A Jisr, abbandonata dai cittadini, tentano di sbarrare la strada ai tank gruppi di civili che si sono armati assaltando alcune caserme ma anche interi reparti dell’esercito – che in Siria è di coscritti – e della polizia locale. Due ponti sono stati minati per rallentare l’ingresso dei carri armati in città  e solo gente con una preparazione militare sa farlo. La retorica del regime, attraverso la tv di Stato, continua a parlare di operazioni contro “bande di armati” ma nella città  ci sarebbe stato un vero e proprio ammutinamento, specie dopo che si è diffusa la notizia che i 123 agenti morti martedì scorso non sono caduti in un agguato dei ribelli ma sarebbero stati uccisi perché si rifiutavano di sparare sulla folla. Nell’esercito e nella polizia ci sono molte diserzioni, come testimoniano i profughi arrivati in Turchia, fra loro sono in molti quelli che indossavano la divisa fino a qualche giorno fa. In un ultimo spregiudicato gesto per cercare di cercare di restare in sella il regime sta iniziando a armare le famiglie alawite. La comunità  alawita, di cui fa parte il presidente e la sua cerchia, è minoritaria in Siria – solo il 10% della popolazione ma è un pilastro del regime e del Baath.
La crisi siriana, entrata nel terzo mese, ha da tempo messo in allarme il governo di Ankara. Il premier turco Erdogan, ha dato il semaforo verde per un’operazione militare e creare una “safety area” a cavallo dei due confini per fronteggiare l’emergenza umanitaria. Ma prudentemente aspetta che la comunità  internazionale dia il suo parere favorevole. La Casa Bianca che ieri è tornata a accusare la Siria di avere causato una «crisi umanitaria» ha chiesto a Damasco a permettere l’accesso di aiuti sanitari alla popolazione. Appello a cui ieri si è unita anche l’Italia con una nota di Palazzo Chigi nella quale si chiede «l’accesso immediato e illimitato alla Croce Rossa nella regione per prendersi cura dei feriti, dei prigionieri e dei profughi, svolgendo così la necessaria opera di assistenza umanitaria». Anche l’Alto rappresentante per la politica estera dell’Ue, Catherine Ashton, si è detta «molto preoccupata della situazione umanitaria in Siria» e ha «deplorato il crescente e brutale uso della forza contri i manifestanti».

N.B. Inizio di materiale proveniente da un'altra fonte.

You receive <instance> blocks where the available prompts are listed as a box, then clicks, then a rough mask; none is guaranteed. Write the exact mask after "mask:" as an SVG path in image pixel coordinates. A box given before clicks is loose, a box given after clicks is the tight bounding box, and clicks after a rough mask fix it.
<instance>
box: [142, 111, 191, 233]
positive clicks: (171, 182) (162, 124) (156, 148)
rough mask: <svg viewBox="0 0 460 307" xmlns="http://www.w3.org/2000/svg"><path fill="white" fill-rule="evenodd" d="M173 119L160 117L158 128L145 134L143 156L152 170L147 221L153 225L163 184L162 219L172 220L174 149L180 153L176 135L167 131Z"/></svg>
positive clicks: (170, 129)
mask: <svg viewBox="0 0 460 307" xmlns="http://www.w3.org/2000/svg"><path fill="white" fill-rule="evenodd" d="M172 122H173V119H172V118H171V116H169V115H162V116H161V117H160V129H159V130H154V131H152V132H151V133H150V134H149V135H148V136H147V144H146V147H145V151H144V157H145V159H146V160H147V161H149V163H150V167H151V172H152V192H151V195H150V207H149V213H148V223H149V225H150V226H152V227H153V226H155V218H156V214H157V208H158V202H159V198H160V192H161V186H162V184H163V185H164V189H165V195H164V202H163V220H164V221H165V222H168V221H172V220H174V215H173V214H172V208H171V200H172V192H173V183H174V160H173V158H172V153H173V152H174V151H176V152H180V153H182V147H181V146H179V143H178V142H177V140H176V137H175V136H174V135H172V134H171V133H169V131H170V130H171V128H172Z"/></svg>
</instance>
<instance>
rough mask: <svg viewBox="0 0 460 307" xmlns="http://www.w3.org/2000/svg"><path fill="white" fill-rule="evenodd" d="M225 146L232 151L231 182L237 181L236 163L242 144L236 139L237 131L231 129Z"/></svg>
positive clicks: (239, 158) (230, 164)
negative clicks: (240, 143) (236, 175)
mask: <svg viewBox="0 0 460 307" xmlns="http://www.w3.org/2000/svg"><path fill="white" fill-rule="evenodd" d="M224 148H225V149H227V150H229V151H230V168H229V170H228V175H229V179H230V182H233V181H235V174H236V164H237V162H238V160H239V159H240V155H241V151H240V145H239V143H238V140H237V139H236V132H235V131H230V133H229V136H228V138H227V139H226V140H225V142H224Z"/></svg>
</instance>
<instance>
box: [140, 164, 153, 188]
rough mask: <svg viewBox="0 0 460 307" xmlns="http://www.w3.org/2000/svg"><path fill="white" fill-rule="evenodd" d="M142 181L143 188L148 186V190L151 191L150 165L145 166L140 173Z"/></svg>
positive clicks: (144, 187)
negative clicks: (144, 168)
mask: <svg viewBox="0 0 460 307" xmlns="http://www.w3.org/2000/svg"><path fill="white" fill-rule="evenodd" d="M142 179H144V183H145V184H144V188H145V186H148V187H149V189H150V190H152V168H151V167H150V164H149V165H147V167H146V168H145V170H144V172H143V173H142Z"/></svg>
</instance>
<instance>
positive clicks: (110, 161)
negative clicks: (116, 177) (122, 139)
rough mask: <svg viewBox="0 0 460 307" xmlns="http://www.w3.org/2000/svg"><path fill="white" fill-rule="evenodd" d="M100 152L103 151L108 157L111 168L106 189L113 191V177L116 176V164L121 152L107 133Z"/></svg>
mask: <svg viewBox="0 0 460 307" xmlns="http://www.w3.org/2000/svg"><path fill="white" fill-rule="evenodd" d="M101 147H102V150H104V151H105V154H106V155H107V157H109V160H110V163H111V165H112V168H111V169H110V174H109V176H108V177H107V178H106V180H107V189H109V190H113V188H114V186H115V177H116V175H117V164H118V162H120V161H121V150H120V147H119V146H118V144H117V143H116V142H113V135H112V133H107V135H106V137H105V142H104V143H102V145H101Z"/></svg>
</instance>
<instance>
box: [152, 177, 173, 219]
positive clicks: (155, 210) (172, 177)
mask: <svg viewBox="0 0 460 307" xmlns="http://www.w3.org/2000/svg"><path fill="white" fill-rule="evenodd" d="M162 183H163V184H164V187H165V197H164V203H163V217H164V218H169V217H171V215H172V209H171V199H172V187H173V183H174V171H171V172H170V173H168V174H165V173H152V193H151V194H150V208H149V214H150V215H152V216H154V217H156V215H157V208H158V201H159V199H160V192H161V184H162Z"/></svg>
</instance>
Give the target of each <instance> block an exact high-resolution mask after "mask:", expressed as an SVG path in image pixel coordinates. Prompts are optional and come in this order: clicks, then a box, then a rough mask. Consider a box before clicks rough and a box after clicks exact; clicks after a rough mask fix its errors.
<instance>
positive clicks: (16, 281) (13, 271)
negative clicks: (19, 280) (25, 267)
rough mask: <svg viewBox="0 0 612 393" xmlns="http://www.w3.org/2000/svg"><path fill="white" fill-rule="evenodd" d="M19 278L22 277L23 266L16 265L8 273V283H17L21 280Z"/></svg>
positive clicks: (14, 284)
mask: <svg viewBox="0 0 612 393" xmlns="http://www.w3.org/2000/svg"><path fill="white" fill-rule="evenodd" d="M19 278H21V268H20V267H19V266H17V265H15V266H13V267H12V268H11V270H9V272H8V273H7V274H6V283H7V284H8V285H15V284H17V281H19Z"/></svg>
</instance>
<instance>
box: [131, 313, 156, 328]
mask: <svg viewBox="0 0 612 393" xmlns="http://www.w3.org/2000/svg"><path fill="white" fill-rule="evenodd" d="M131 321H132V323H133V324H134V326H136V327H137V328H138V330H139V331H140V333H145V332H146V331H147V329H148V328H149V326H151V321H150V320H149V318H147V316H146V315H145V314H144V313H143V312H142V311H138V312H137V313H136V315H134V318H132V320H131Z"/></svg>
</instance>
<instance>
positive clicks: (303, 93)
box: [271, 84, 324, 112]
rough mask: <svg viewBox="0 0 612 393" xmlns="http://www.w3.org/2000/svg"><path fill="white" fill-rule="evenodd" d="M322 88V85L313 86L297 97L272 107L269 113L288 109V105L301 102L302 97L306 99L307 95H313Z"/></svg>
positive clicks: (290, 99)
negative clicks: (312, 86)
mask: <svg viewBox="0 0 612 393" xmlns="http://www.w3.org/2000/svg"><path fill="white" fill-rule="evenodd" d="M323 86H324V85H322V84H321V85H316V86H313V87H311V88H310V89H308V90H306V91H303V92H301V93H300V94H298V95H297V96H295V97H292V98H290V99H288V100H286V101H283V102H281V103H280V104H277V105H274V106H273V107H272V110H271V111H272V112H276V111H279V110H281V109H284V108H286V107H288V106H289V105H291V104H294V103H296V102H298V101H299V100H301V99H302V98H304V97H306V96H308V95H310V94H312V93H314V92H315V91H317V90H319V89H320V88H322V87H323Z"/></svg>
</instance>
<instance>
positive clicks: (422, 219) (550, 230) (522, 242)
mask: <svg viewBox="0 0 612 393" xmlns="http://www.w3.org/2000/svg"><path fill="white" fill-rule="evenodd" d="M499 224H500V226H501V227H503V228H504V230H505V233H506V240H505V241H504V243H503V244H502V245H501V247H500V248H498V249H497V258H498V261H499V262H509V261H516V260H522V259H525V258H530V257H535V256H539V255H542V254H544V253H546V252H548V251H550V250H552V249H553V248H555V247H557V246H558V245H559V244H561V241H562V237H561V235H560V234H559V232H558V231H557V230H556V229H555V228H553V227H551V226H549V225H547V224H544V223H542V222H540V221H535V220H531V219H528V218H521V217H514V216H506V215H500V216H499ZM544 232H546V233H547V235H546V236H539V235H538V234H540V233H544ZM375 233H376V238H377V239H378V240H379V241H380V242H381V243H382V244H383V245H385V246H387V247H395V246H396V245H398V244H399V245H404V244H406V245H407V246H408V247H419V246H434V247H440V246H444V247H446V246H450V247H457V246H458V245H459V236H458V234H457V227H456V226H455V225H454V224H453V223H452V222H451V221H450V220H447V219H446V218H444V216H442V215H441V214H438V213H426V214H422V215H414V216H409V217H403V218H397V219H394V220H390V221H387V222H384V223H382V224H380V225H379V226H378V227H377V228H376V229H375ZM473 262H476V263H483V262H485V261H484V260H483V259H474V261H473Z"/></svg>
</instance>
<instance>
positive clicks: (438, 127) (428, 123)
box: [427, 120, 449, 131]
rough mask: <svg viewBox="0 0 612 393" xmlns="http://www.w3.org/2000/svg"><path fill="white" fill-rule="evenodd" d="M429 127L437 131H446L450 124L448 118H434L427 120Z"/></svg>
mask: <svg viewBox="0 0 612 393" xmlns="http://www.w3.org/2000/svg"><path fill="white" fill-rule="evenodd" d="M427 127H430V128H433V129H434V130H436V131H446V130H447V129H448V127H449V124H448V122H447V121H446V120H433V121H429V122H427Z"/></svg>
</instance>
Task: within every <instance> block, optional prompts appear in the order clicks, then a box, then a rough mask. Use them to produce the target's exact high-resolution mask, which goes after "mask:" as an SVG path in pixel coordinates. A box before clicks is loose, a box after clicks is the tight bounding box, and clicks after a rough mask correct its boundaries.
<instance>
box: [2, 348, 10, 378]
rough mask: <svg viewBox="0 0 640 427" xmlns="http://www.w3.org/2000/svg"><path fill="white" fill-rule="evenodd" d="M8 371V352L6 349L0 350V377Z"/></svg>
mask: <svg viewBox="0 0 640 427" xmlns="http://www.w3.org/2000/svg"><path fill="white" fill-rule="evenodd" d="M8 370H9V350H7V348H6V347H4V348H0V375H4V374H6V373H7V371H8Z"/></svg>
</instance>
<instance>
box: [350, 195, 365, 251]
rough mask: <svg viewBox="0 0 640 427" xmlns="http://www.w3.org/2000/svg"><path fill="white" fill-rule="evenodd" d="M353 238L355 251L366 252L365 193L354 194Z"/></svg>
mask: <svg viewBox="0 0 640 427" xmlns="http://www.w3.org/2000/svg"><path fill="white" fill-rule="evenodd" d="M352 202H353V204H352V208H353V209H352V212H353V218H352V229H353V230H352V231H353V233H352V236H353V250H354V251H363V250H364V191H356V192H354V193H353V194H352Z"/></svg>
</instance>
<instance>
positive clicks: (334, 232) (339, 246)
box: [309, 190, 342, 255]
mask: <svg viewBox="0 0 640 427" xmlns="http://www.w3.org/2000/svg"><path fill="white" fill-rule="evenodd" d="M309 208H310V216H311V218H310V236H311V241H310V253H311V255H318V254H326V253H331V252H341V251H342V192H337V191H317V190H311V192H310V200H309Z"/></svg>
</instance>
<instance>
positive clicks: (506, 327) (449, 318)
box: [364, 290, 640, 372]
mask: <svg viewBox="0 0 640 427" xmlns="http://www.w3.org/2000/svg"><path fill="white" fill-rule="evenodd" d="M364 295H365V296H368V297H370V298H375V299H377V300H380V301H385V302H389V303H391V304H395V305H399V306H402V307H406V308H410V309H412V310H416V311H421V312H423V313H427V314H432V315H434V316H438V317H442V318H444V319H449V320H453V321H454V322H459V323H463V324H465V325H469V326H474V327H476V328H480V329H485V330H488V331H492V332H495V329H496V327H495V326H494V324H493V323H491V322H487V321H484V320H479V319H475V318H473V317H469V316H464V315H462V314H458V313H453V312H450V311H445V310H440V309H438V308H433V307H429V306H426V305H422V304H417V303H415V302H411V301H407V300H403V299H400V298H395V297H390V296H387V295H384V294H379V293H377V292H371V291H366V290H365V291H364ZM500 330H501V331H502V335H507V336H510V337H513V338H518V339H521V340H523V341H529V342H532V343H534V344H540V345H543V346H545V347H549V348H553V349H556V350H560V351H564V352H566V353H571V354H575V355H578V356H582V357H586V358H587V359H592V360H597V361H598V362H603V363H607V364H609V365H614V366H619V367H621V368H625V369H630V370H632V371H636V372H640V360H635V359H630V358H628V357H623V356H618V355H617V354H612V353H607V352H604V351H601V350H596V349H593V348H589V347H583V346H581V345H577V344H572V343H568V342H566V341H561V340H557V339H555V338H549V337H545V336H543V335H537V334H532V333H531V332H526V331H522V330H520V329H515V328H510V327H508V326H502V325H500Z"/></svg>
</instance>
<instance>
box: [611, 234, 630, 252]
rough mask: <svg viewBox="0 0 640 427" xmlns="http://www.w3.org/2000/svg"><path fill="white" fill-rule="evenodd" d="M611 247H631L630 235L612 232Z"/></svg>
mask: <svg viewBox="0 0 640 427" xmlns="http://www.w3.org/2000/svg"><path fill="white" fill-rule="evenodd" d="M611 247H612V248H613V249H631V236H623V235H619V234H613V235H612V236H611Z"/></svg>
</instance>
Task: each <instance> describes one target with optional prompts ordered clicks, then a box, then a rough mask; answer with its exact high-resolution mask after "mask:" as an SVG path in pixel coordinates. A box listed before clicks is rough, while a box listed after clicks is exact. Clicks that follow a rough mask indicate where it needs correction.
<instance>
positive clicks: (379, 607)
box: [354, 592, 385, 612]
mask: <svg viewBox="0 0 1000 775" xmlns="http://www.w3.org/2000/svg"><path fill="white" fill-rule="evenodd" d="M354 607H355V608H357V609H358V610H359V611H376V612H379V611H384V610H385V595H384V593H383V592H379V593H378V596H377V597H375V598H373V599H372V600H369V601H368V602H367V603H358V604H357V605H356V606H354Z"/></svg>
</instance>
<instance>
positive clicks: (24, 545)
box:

Continua anche il pressing all’Onu. Ieri il ministro degli Esteri britannico, William Hague, e il collega tedesco Guido Westerwelle hanno sollecitato il Consiglio di sicurezza dell’Onu a prendere una posizione chiara e rapida sulla Siria, con una risoluzione che condanni la repressione. Al Palazzo di Vetro è allo studio una bozza di risoluzione presentata da Gran Bretagna e sostenuta da Francia, Germania e Portogallo, contrarie Russia e Cina che dispongono del veto.